Tips for Measuring MET

Some people find it hard to determine how many METs they are using as they try to stick to doing moderate activities. This can be made easier by using the Borg RPE or Rating of Perceived Exertion. This scale monitors how one would feel about their activity levels. At the bottom of this scale is absolute stillness and the top end is sprinting with as much effort as you can.

On the Borg RPE, the scale applies for most adults under the age of 65. Borg rating of exertion starts is 6 when one exerts zero effort such as when one is reading or watching television. The very light effort falls into the 7-8 scale and an example of an activity is when one ties his shoes. Very light exertion of 9-10 scale involves activities such as folding of clothes. Scale 11-12 require a fairly light effort but are not enough to speed up breathing or heart rate. The somewhat hard effort on the 13-14 scale involves activities such as brisk walking and others that require moderate efforts that speed up heart rate and breathing. Scale 15-16 require hard efforts and involve activities such as swimming and cycling. Very hard exertion on the 17-18 scale refers to the highest stage of activity that one can sustain. The top level of the Borg scale at 19-20 scape require very, very hard exertion and it refers to activities that you cannot maintain for long.

In the Borg RPE, Moderate-activity falls into the 11-14 scale, thus exercise that benefits the body is not limited to an extensive session at the gym. One may also find various physical activities at home such as running errands, playing with the kids, socializing with friends and other activities. The most important thing is to find activities that you will enjoy so that you can make time for them despite your busy schedule.

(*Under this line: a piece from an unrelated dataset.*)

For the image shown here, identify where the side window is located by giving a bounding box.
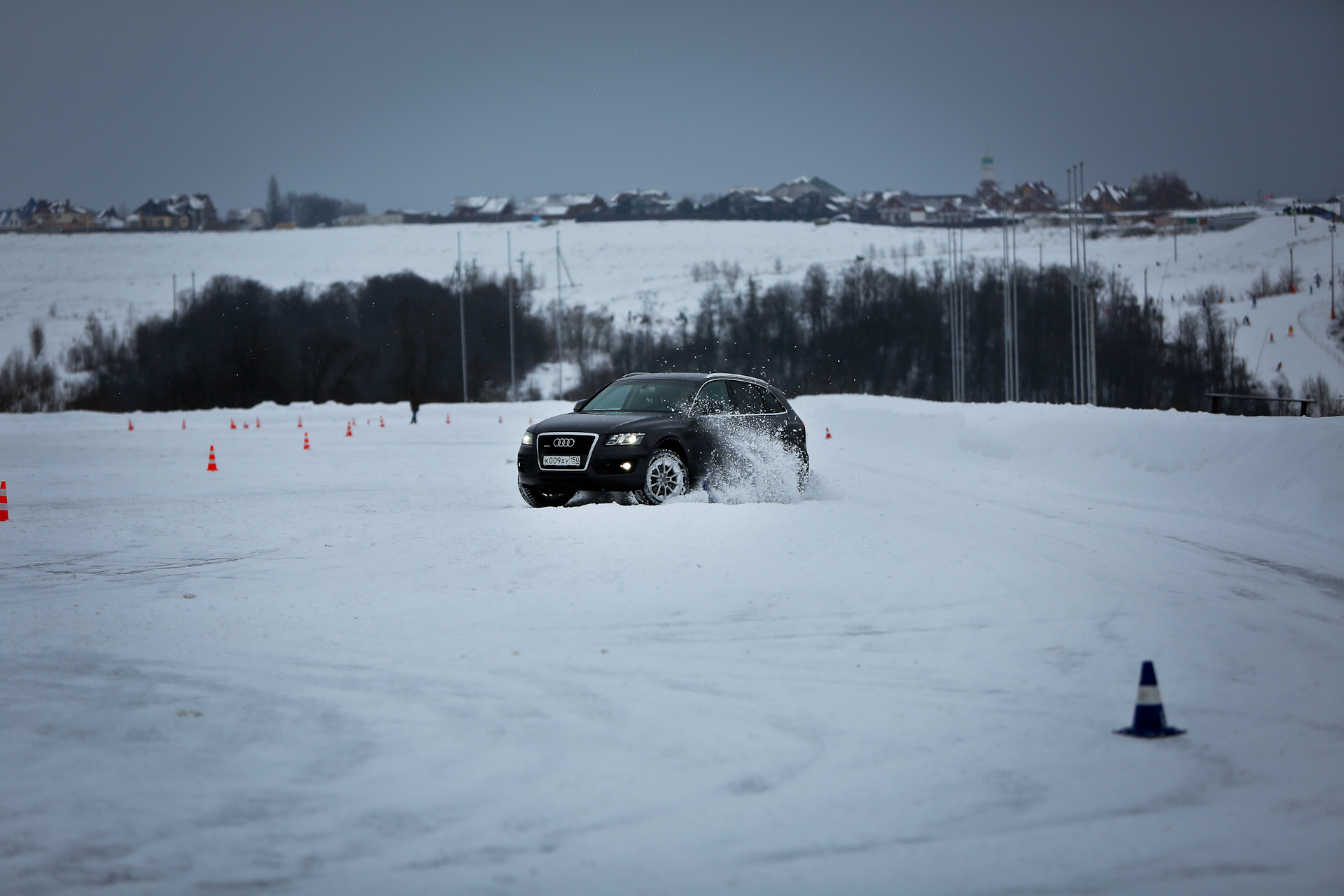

Some Examples of Moderate-Activity that Everyone can Do

For exercise experts, moderate-activity is anything that will get your heart rate up by around 50 to 60 percent higher than when you are at rest. Generally, they recommend 150 minutes of moderate-intensity activities. There are hundreds of options that exercises that fall into the moderate-intensity exercise. Some examples are:

  • Walking 3 kilometers in 30 minutes
  • Cycling 6 kilometers in 30 minutes
  • Swimming for 20 minutes
  • Running 2 kilometers in 15 minutes
  • Playing volleyball for around 45 minutes
  • Jumping rope for 15 minutes
  • Climbing stairs for 15 minutes

These are exercises that can be done various setups. There are other days to day activities that fall into the moderate-activity. It includes washing the car for an hour, gardening for 30 minutes and dancing for around 30 minutes. People with a medical condition that limits their activity as well as those who had been living a sedentary life should ease themselves into these physical fitness activities to see how the body will respond. If you are following an overall fitness plan, you might incorporate strength training, better food choices and fighting food cravings.